Liddle's syndrome

Overview

Liddle's syndrome is a rare, inherited form of hypertension (high blood pressure) characterized by early-onset, often severe, high blood pressure and low levels of potassium in the blood (hypokalemia). It mimics hyperaldosteronism (increased aldosterone activity) but occurs in the absence of elevated aldosterone levels, leading to its classification as a pseudohyperaldosteronism. The condition usually becomes apparent in childhood or early adulthood and can lead to complications such as heart disease or stroke if left untreated.

Causes

Liddle's syndrome is caused by mutations in the SCNN1A, SCNN1B, or SCNN1G genes, which encode the subunits of the epithelial sodium channel (ENaC) in the kidney. These mutations lead to increased activity of ENaC, causing the kidneys to retain excessive sodium and water while excreting more potassium. This results in volume expansion and high blood pressure. Liddle's syndrome is inherited in an autosomal dominant pattern, meaning only one copy of the mutated gene from either parent can cause the disorder.

Symptoms

Symptoms of Liddle’s syndrome may vary, but the most common clinical features include:

• Hypertension – high blood pressure, often beginning in adolescence or early adulthood

• Hypokalemia – low potassium levels leading to symptoms such as:

  • Muscle weakness or cramps

  • Fatigue

  • Constipation

  • Heart palpitations or arrhythmias

• Metabolic alkalosis – elevated blood pH due to loss of hydrogen ions

• Absence of edema – despite fluid retention, swelling is typically not present

Some individuals may be asymptomatic and diagnosed only through routine screening for hypertension or low potassium.

Diagnosis

Diagnosis of Liddle’s syndrome involves a combination of clinical findings, laboratory testing, and genetic analysis. Key diagnostic steps include:

• Blood pressure measurement – persistent hypertension, especially in young patients

• Serum electrolyte tests – showing low potassium and metabolic alkalosis

• Renin and aldosterone levels – both are low or suppressed, which helps distinguish Liddle's syndrome from other forms of hyperaldosteronism

• Genetic testing – confirmation by identifying mutations in ENaC subunit genes (SCNN1A, SCNN1B, SCNN1G)

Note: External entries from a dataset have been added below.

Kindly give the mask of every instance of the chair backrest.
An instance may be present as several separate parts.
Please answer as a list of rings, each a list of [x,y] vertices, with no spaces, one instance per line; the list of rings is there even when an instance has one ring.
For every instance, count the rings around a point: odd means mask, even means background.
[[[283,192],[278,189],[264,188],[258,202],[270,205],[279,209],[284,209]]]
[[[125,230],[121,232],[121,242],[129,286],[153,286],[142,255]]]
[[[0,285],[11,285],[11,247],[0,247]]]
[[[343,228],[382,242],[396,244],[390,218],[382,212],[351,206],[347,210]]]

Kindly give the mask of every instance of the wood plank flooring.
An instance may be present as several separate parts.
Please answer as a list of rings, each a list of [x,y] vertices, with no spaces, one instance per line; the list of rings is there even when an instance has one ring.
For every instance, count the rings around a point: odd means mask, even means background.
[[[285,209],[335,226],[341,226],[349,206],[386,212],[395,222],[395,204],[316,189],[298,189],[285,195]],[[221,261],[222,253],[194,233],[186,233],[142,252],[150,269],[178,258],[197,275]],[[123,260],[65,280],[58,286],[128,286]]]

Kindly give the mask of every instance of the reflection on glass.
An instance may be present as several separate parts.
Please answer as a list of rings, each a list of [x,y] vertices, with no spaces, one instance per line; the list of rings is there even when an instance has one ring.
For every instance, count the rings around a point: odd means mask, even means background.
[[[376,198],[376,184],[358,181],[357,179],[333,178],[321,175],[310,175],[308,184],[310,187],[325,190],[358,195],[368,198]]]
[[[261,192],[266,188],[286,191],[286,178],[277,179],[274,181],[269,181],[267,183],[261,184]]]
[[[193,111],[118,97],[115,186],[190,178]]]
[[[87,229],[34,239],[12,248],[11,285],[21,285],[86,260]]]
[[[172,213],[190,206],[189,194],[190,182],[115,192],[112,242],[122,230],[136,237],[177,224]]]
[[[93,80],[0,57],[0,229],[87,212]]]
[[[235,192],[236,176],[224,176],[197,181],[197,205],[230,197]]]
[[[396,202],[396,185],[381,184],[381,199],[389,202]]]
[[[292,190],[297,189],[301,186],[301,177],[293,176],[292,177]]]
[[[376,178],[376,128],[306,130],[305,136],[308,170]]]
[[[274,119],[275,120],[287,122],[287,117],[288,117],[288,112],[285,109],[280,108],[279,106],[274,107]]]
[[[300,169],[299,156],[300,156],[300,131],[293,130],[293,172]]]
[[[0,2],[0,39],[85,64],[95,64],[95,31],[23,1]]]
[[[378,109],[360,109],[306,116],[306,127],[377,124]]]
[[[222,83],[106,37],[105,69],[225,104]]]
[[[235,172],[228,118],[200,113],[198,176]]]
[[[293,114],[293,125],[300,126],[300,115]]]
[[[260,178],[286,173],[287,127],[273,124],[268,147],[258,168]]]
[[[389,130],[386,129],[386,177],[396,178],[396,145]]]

Early diagnosis is crucial to prevent long-term cardiovascular complications.

Treatment

The treatment of Liddle’s syndrome focuses on controlling blood pressure and correcting electrolyte imbalances. Effective management strategies include:

• Potassium-sparing diuretics – such as amiloride or triamterene, which directly block ENaC and reduce sodium reabsorption

• Low-sodium diet – to reduce fluid retention and help control blood pressure

• Potassium supplementation – in some cases, to manage hypokalemia

• Avoidance of mineralocorticoid receptor antagonists – such as spironolactone, which are ineffective because aldosterone is not elevated

• Regular monitoring – of blood pressure, electrolytes, and kidney function

Prognosis

With early diagnosis and appropriate treatment, the prognosis for individuals with Liddle’s syndrome is generally excellent. Blood pressure and electrolyte levels can often be well-controlled, preventing complications such as stroke, heart failure, or kidney damage. Lifelong therapy and monitoring are typically required, but affected individuals can lead normal, healthy lives with proper medical care. Undiagnosed or untreated cases, however, carry a higher risk of severe cardiovascular events.